Honest to God, I initially had little or no idea of what it meant to be fantastically corrupt, but I thought the British PM’s use of words was a beautiful expression of choice. It was almost poetic, and like all poetry, it was open to diverse interpretation by everyone and anyone. From that, I knew to give the matter no further consideration. Language, I have learnt, can be just as mind-bending as any complex mathematical expression. Thus, I did what I considered the wise thing: I put the matter aside and continued with the daily grind of my existence. Besides his comments were made in a private moment, and I still think it’s rude to eavesdrop on people. That’s like one step away from becoming a voyeur. God forbid.
We’ve got some leaders of some fantastically corrupt countries coming to Britain… Nigeria and Afghanistan, possibly the two most corrupt countries in the world.” David Cameron.
Well, I know now that not everyone, especially not my fellow Nigerians, whose dear fatherland some white man flippantly described as fantastically corrupt think it’s funny or okay.
Why, oh why, did this white man in one brief stroke awaken the painful memories of imperialism and slavery that Nigerians, like many Africans, are trying to put behind them?
I also know now that “fantastically” and “corrupt” when used together is never a compliment; it cannot even be considered a passing phrase. It is derogatory and pejorative through and through, just like the N-word. Quite a number of Nigerians now think, fantastically corrupt is probably the latest phrase invented by the white man to describe people or countries of colour. To be sure, Nigeria wasn’t the only country mentioned in the conversation; Afghanistan was thrown in somewhere in the mix too.
Possible reasons why the Afghans seem to be taking the issue lightly is beyond me. Maybe they are just as upset as we are, but with barely 30 million of them, they are too few in number for their voices to be heard as compared to a potential 170 million Nigerian voices screaming blue murder at Mr Cameron’s comment. Maybe they just don’t know enough history as well as we do.
Nigerians like me have learnt from history that the white man is a sly fellow, slippery and immoral. He is the type that would father a child with your wife and later warn of the dangers of infidelity. We know all these in Nigeria because we are conscientious and observant. So now we lie in wait for the white man, his many lies and his hypocrisy, determined to expose him for what he is and never again be blindsided by his empty preaching.

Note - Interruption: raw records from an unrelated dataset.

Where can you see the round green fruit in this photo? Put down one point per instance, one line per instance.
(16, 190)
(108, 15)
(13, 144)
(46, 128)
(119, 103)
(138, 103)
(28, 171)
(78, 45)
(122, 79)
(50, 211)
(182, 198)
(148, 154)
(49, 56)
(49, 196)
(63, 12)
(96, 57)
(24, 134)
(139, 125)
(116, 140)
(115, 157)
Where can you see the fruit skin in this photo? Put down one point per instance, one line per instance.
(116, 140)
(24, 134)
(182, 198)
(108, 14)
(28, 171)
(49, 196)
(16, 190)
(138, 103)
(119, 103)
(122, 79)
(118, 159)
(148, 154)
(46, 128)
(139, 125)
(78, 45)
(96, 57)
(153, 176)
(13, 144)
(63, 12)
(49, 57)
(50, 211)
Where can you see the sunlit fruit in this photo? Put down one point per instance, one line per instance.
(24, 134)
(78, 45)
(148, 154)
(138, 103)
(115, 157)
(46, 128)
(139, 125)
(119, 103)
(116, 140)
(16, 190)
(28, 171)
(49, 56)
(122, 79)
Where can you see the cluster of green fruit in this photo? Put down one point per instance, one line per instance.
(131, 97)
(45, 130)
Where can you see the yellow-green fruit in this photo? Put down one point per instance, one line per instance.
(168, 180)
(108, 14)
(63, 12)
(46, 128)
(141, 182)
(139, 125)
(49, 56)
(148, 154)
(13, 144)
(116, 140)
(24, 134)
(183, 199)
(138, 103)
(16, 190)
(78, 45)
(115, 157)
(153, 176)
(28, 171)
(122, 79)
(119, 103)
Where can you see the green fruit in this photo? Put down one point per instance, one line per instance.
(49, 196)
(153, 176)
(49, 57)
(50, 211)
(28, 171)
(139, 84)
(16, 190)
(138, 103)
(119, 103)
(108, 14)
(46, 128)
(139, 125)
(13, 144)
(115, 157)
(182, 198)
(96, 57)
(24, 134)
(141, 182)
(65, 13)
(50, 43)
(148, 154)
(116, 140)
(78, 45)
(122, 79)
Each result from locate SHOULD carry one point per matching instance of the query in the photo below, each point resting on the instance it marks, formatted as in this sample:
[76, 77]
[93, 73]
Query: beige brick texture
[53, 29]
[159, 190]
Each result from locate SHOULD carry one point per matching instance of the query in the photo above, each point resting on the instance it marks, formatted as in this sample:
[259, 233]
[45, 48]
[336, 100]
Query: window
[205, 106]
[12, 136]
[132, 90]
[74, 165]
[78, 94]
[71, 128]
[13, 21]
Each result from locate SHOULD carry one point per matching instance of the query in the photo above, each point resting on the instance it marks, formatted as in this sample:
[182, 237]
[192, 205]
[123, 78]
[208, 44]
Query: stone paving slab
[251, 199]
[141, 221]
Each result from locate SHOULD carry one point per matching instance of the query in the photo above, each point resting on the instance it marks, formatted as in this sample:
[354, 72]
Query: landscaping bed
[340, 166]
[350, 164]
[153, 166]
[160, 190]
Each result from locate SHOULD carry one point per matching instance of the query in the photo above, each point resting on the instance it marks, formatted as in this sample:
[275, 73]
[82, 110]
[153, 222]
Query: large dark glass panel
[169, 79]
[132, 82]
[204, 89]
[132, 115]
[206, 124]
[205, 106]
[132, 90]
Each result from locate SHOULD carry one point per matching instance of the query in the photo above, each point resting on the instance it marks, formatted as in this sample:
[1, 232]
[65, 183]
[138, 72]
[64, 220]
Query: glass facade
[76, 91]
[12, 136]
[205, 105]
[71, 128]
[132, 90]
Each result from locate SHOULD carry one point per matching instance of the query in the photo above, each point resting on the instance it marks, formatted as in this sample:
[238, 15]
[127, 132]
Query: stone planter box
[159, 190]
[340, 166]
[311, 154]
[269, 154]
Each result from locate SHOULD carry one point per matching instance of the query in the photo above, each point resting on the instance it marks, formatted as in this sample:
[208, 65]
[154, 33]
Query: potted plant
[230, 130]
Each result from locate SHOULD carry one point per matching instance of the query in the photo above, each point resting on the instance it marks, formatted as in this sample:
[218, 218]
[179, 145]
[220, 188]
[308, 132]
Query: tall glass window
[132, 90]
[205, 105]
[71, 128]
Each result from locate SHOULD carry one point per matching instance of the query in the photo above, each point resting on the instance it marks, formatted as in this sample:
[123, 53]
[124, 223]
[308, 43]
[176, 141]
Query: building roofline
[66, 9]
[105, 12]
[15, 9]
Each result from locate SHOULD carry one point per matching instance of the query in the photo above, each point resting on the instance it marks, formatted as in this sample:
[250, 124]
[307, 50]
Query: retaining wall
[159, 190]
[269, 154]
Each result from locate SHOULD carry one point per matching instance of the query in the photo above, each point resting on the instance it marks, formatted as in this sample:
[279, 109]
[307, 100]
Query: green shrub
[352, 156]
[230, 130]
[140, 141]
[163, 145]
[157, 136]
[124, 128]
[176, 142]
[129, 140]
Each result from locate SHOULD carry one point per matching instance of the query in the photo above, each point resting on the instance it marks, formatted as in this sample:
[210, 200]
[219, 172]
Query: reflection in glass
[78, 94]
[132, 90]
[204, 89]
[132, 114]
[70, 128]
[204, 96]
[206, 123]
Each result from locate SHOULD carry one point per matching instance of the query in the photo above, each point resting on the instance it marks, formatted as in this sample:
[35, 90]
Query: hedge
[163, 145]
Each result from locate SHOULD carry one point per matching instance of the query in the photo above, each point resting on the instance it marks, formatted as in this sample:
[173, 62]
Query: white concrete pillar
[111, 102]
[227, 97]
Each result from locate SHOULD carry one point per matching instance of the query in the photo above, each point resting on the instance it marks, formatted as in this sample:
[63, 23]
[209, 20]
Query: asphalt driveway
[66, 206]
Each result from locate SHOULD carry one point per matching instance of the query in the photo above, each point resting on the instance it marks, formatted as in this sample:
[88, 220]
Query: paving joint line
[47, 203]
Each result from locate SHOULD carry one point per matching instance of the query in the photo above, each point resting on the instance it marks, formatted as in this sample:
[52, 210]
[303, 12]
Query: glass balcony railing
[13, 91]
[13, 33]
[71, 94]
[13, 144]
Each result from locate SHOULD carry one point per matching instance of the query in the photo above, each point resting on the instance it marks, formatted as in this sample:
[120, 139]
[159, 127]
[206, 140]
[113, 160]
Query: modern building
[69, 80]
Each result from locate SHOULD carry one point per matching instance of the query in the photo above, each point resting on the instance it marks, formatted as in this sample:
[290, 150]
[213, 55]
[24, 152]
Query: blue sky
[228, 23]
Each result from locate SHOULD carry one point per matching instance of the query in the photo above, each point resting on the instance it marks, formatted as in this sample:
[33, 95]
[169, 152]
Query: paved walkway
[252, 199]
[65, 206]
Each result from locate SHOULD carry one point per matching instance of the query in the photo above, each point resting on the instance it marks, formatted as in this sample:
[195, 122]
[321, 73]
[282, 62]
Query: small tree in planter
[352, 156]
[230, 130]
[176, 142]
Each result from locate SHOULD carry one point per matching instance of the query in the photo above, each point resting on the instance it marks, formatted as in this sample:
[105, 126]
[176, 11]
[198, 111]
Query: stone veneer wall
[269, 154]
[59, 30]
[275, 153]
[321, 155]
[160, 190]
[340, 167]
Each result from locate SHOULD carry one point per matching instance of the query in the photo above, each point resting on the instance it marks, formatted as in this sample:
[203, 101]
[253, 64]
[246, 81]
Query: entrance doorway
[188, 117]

But then again, maybe the Afghans know something that I and my fellow Nigerians don’t; they know that their beloved Afghanistan is indeed fantastically corrupt. When you rank in the bottom pile of most corrupt nations on earth — they are 3rd from the bottom while Nigeria, for its part, ranks as 136 out of 168 countries on Transparency International’s transparency index — there is really nothing to hide and it is an open, gaping, butt naked secret. In the end, it doesn’t matter from whose mouth you hear what is quite obviously the truth.